Van gisteren-avond al heb ik gevraagd, aan Sr. Philomene, die nen eersten vlaming[1] is, achter de roo zee. Zij heeft er vele van hooren spreken tot Zarren van de kinders die ook van alle soorten van tooveressen vertelden. Zij peist dat die roode zee moet gelegen zijn ten oosten van Eessen tegen Wercken op een gehuchte genoemd Baarsdamme of Boosdamme:[2] zij zegt dat de barze tot daar plochte te komen en zeker nu nog komt. Er is daar eene beke de krekelbeke genoemd die naar den Yser loopt.[3] Masœur Philomene zegt dat er daar eenen ader van de zee ligt en dat het daarom is dat de menschen daar zoo benauwd zijn van de overstroomingen omdat zij peizen dat de zee daar eens zal deure breken. Gij zoudt ne keer met Sr.
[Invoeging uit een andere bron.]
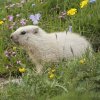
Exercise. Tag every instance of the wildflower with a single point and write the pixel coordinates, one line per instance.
(10, 18)
(7, 54)
(62, 15)
(12, 5)
(82, 61)
(1, 22)
(23, 22)
(53, 70)
(92, 1)
(51, 76)
(18, 62)
(18, 15)
(72, 11)
(70, 29)
(33, 5)
(14, 54)
(14, 48)
(83, 3)
(35, 18)
(22, 70)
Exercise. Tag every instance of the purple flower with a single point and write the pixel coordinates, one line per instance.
(35, 18)
(92, 1)
(18, 15)
(10, 18)
(23, 22)
(33, 5)
(70, 29)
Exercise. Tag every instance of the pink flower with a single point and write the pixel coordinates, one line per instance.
(35, 18)
(23, 22)
(10, 18)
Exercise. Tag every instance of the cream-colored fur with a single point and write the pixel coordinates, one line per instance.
(49, 47)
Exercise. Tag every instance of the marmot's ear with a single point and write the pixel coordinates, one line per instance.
(36, 30)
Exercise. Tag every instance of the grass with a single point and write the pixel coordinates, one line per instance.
(72, 79)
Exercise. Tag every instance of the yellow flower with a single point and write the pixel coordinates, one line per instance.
(51, 76)
(84, 3)
(22, 70)
(1, 22)
(72, 11)
(82, 61)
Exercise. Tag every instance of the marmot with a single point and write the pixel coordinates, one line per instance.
(49, 47)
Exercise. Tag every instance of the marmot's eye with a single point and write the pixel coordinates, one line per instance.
(23, 32)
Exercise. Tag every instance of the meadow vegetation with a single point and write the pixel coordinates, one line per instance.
(67, 80)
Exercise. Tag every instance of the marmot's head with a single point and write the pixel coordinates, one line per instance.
(26, 34)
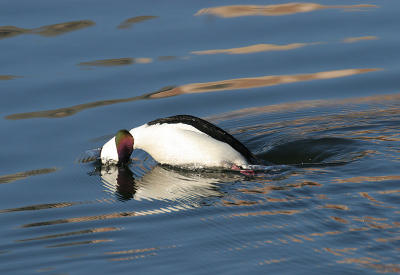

Philomene moeten komen klappen zij kent zoo veel oude spreuken en weet zoo vele oude historien

p2en zij klapt zoo geern met ware vlamingen.

Hierbij eenige vlaamsche spreuken van Sr Philomène ik peize dat het alzoo is dat ik ze moete opschrijven. is het niet wel alzoo zeg het.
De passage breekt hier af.